Ukraine’s Naftogaz Preparing New Lawsuit against Gazprom

Ukraine’s Naftogaz is preparing a formal enforcement procedure in Europe and a new lawsuit against Gazprom to recover damages caused by its non-compliance with arbitration awards, the company’s CEO has said.

Naftogaz Chief Commercial Officer Yuriy Vitrenko said this at a meeting with EU Commissioner for Competition Margrethe Vestager in Brussels, the Ukrainian company’s press service told Ukrinform.

According to the company, Vitrenko informed the commissioner in detail about the decisions taken by the Stockholm arbitration court in two commercial disputes between Naftogaz and Gazprom.

“Vitrenko also informed [Vestager] about Gazprom’s actions following the announcement of the final award which obliged Gazprom, i.a., to pay $2.6 billion to Naftogaz in damages and to resume gas supply to Ukraine on revised terms. At this point, Gazprom refuses to comply with the awards.
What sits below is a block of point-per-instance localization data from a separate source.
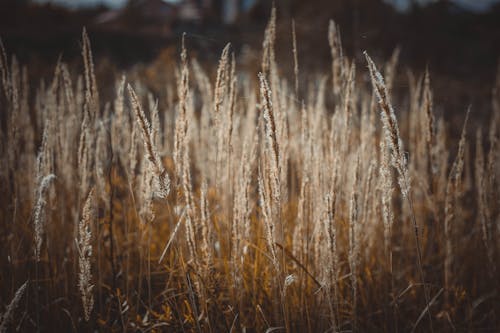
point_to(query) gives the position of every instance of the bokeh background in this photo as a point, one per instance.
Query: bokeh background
(458, 40)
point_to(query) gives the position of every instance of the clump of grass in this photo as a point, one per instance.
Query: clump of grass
(271, 205)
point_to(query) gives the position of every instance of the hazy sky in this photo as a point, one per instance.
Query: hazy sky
(476, 5)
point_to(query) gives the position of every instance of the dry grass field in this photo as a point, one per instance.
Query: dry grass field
(232, 200)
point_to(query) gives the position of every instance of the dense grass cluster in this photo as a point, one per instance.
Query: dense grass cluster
(248, 202)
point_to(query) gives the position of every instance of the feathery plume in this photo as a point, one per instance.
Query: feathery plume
(84, 247)
(162, 178)
(39, 213)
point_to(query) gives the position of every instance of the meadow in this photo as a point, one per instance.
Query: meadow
(227, 199)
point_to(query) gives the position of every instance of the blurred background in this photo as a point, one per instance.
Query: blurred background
(458, 40)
Given the Russian counterparty’s position, Naftogaz is compelled to start a formal enforcement procedure in Europe and prepares a new claim to recover damages incurred because of Gazprom’s failure to comply with the awards,” the statement said.

In 2017, Naftogaz submitted its observations regarding Gazprom’s proposed commitments in the separate antitrust case opened by the European Commission against Gazprom in 2012 concerning the EU’s Central and Eastern European gas markets.

On Wednesday, Gazprom’s CEO Alexey Miller said future Russian gas transit flows through Ukraine to Europe may be between 10 and 15 billion cubic meters per year, which is a significant decline from current levels.

Miller issued his comments after German Chancellor Angela Merkel said that the planned new Nord Stream 2 pipeline between Russia and Germany could not go ahead without clarity on Ukraine’s role as a transit route for gas.

“We have never raised an issue about abandoning the Ukrainian transit. However, the Russian resource base has been moving northward and there won’t be the same resources in the central gas transportation corridor as it was in the past,” Miller said in a statement.